How do you combine them to estimate position, velocity, and acceleration?

The Kalman Filter Approach

Model the system as: $\(x_{k+1} = A x_k + B u_k + w_k\)\( \)\(y_k = C x_k + v_k\)$

The Kalman filter optimally fuses measurements when noise is Gaussian.

Where PyDelt Fits

PyDelt complements Kalman filtering:

  1. Preprocessing: Smooth individual sensor streams before fusion

  2. Derivative estimation: Get velocity from position, acceleration from velocity

  3. Model identification: Discover A, B, C from data

from pydelt.interpolation import SplineInterpolator
import numpy as np

# GPS position data (1 Hz, noisy)
t_gps = np.arange(0, 100, 1.0)
pos_gps = true_position(t_gps) + 2.0 * np.random.randn(len(t_gps))
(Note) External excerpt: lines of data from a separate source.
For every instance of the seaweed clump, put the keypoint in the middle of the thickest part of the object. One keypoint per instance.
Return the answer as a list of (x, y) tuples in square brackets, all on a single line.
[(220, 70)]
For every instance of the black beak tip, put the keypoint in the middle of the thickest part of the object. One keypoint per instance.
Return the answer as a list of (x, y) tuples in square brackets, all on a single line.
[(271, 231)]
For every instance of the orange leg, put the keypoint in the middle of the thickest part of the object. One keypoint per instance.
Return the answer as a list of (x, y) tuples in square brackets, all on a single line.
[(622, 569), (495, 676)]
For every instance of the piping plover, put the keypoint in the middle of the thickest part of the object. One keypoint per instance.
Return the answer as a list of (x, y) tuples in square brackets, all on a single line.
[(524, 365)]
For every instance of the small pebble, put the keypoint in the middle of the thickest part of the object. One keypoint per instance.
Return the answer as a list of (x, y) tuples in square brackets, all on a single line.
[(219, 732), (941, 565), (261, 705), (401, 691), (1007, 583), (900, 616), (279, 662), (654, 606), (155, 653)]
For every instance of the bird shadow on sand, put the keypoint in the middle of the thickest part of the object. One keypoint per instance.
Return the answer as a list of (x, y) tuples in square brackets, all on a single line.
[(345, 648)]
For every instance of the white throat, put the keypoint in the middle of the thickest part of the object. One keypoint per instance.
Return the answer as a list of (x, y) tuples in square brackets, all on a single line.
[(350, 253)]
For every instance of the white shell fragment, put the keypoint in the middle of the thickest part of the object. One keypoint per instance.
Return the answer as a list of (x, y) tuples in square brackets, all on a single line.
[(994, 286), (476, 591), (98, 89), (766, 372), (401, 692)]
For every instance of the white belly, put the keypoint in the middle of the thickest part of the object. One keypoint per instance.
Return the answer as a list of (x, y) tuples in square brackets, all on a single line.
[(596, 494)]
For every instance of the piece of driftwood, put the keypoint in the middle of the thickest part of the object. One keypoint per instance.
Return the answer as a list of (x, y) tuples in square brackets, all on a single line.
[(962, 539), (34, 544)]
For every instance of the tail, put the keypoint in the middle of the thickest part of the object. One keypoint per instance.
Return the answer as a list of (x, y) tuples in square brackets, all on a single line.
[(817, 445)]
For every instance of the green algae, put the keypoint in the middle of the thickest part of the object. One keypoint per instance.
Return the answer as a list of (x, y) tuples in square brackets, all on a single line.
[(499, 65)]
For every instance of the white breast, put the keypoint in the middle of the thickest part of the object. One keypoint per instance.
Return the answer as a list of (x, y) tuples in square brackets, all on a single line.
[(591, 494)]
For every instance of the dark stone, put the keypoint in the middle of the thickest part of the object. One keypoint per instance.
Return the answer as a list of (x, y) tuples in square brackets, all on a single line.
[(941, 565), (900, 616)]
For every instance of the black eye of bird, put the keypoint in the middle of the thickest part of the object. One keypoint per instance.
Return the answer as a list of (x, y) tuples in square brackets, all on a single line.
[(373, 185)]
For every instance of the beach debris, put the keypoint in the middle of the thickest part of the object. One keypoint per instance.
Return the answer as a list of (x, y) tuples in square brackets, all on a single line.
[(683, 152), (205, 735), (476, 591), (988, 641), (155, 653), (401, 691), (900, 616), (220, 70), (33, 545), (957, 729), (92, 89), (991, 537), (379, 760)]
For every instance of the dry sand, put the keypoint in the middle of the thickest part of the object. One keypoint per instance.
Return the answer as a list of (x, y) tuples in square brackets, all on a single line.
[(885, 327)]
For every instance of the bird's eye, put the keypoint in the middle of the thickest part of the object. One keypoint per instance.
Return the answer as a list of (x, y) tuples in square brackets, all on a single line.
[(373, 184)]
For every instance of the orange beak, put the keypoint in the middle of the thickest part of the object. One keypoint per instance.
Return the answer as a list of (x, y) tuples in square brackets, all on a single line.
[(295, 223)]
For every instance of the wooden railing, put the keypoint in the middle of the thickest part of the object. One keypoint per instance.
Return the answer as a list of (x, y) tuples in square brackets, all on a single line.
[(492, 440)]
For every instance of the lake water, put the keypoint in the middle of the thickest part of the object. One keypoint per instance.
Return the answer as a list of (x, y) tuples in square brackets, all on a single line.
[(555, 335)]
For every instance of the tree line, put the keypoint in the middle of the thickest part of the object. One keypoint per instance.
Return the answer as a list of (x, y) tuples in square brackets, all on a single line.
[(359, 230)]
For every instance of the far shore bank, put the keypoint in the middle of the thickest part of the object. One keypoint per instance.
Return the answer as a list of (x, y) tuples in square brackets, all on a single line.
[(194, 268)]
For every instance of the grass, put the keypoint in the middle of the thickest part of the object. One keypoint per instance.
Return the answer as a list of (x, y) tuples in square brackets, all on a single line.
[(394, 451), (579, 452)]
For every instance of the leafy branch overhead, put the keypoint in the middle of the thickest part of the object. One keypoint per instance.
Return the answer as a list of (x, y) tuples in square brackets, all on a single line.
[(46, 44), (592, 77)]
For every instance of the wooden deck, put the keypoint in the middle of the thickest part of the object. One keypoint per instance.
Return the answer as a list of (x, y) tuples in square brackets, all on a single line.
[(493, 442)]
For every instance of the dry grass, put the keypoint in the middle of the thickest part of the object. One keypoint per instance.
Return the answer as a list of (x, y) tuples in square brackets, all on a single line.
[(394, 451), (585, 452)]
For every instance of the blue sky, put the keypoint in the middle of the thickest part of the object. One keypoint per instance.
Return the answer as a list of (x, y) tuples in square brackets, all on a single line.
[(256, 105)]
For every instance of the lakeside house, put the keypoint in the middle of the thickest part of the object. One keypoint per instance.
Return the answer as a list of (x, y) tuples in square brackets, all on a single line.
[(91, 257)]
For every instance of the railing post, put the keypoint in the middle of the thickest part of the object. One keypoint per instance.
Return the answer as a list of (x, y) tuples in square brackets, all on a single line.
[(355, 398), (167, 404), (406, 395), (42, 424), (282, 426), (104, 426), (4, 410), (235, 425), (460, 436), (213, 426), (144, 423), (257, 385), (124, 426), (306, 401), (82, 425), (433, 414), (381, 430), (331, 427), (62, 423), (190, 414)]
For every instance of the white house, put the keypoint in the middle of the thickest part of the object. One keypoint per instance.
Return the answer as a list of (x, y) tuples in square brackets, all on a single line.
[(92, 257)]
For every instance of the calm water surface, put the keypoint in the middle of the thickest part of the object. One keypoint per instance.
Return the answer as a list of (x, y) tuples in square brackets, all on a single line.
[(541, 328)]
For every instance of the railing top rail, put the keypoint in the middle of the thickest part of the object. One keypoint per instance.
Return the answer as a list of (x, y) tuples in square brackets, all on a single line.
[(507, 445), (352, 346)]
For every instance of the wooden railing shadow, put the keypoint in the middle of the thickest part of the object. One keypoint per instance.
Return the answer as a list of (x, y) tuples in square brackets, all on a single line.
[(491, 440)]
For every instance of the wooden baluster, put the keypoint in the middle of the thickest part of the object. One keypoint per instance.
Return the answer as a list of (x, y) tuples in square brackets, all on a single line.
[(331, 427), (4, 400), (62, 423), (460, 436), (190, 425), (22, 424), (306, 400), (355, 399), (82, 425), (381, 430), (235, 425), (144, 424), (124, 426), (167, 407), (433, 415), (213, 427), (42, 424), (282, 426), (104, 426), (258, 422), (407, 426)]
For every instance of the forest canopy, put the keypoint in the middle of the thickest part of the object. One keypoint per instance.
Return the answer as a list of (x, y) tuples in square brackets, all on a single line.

# Smooth and differentiate
interp = SplineInterpolator(smoothing=10.0)  # Heavy smoothing for GPS
interp.fit(t_gps, pos_gps)

# Estimate velocity and acceleration
vel_est = interp.differentiate(order=1)
acc_est = interp.differentiate(order=2)

# Evaluate at high frequency for fusion with IMU
t_fine = np.arange(0, 100, 0.01)
vel_from_gps = vel_est(t_fine)
acc_from_gps = acc_est(t_fine)

Error Considerations

Sensor

Error Source

Typical Magnitude

GPS

Multipath, atmospheric

2-5 m position

IMU

Bias drift, noise

Accumulates over time

Encoders

Wheel slip, quantization

1-5% velocity

Key insight: Differentiation amplifies GPS noise. Heavy smoothing is essential.

Financial Time Series

The Problem

Estimate instantaneous volatility, drift, and Greeks from price data.

Challenges Specific to Finance

  1. Non-stationarity: Parameters change over time

  2. Jumps: Prices can gap (earnings, news)

  3. Microstructure noise: Bid-ask bounce at high frequency

  4. Fat tails: Extreme events more common than Gaussian

Volatility Estimation

from pydelt.interpolation import LowessInterpolator
import numpy as np

# Log returns
log_prices = np.log(prices)
returns = np.diff(log_prices)

# Realized volatility (rolling window)
window = 20
realized_vol = np.array([
    np.std(returns[max(0,i-window):i]) * np.sqrt(252)
    for i in range(1, len(returns)+1)
])

# Smooth volatility estimate
lowess = LowessInterpolator(frac=0.1)
lowess.fit(np.arange(len(realized_vol)), realized_vol)
vol_smooth = lowess(np.arange(len(realized_vol)))

Greeks from Market Data

Option prices V(S, t, σ, r) depend on underlying S, time t, volatility σ, rate r.

Greeks are partial derivatives:

  • Delta = ∂V/∂S (hedge ratio)

  • Gamma = ∂²V/∂S² (convexity)

  • Vega = ∂V/∂σ (volatility sensitivity)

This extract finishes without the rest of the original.